This stock market correction was a long time coming.
The Dow Jones industrial average’s meteoric rise was completely unsustainable and pretty much every analyst knew it. It was amazing when the Dow took only 23 days in January to move from 24,000 to 25,000 for the first time — and then it was only a week later when the Dow soared last month to 26,000.
[See: 7 of the Best Stocks to Buy for 2018.]
There was so much skepticism baked into this outrageous growth that it didn’t take much to pop the bubble. Rising bond yields, a surprisingly strong jobs report that showed the best wage growth since 2009 and fears that the Federal Reserve would be forced to raise interest rates more quickly than expected was all it took to send markets down 1,175 points on Monday, and more than 2,200 points in the last week. Markets were set on Tuesday to open more than 500 points lower, continuing the rout and putting the market in correction territory.
“Higher [bond] rates are typically bad for stocks,” says Brad McMillan, chief investment officer for Commonwealth Financial Network. “As investors worried about that, perhaps they also thought about political risks, geopolitical risks and even corporate risks. All of these concerns, which have been largely ignored, probably affected the pullback.”
That’s more than $1 trillion in wealth lost out of IRAs, 401(k)s and retirement savings. A painful blow, to be sure, but not entirely unexpected.
In fact, stock market corrections — the Wall Street term for when the stock market loses 10 percent of its value — aren’t that uncommon. The market has seen 37 pullbacks of at least 10 percent since World War II. Investment firm Deutsche Bank says investors can expect the stock market to see a correction about once a year. They’re just not usually as dramatic or swift as the market’s fall over the last week.
The most important thing for investors is not that we’re having a stock market correction, but what they’re going to do about it.
Many experts recommend staying the course.
[Read: 9 ETFs That Go Up When the Market Goes Down]

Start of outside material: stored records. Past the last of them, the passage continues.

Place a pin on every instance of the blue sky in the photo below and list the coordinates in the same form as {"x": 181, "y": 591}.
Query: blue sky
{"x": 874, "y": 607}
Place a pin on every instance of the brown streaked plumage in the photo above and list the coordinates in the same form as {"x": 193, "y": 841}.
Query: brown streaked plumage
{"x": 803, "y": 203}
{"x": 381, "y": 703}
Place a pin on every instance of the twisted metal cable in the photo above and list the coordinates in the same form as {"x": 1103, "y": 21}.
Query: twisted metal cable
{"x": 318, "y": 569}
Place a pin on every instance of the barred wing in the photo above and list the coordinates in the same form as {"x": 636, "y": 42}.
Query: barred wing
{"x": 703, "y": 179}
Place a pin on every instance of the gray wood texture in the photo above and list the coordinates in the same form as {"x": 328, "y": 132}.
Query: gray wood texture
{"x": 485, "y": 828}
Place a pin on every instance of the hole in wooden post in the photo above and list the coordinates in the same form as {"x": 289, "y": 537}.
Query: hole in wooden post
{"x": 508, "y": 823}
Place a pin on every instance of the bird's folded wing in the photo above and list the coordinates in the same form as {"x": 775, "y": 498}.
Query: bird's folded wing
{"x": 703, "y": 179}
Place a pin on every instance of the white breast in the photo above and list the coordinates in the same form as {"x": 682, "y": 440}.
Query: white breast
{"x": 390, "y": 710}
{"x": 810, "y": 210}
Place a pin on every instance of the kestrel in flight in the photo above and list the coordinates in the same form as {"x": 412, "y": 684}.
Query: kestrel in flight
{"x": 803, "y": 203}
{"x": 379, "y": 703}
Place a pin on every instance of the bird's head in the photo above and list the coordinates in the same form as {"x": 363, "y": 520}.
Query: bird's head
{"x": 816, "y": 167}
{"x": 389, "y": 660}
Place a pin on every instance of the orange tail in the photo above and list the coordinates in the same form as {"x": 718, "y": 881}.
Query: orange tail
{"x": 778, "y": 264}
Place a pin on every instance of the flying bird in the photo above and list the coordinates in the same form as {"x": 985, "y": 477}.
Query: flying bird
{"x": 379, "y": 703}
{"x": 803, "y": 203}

“[Monday’s] market drop, while understandably unsettling to investors, just takes us back about two months. The S&P 500 closed last closed lower than this on Dec. 7,” says Greg McBride, chief financial analyst at Bankrate.com. “Market corrections are normal, no matter how nerve-wracking they are at the time. Just hang in there, maintain a long-term perspective and resist the urge for any knee-jerk reactions.”
In a written commentary, McMillan says the stock market is likely to bounce back.
“Sudden crises of confidence, like the one we are seeing, can knock markets down. But they then tend to bounce back. This is exactly what we saw in early 2016, which is probably the best comparison to today,” he says.
“The reason is that, if economic fundamentals are sound, as they were in 2016 and are today, there is no real reason for confidence to decline,” McMillian says. “Sudden declines happen. Then, as investors consider matters more thoughtfully, they buy back in. We may well see further declines … but the bigger picture remains positive.”
McBride says markets are falling because they’ve become accustomed to low interest rates and central banks putting money into the financial system. Now that global economies are improved, stimulus money is drying up and interest rates are going up — a result that should be expected and welcomed.
“Let’s look at the big picture — the economy is improving, more people are working, they’re seeing more money in their paychecks, and tax reform will boost the bottom line of businesses and households,” McBride says. “If the market is falling, that means it’s now on sale.”
[See: 7 ETFs to Buy as Interest Rates Rise.]
The bottom line. While recent days can be nerve-wracking for inexperienced investors, the stock market is still on track for growth in 2018. Stock market corrections aren’t unusual, and are in fact a result of a healthy economy.
A stock market correction doesn’t mean that the wonderful bull run in the U.S. stock market is at an end. But it is a dose of reality for an overbaked market that rose too high, too fast since December.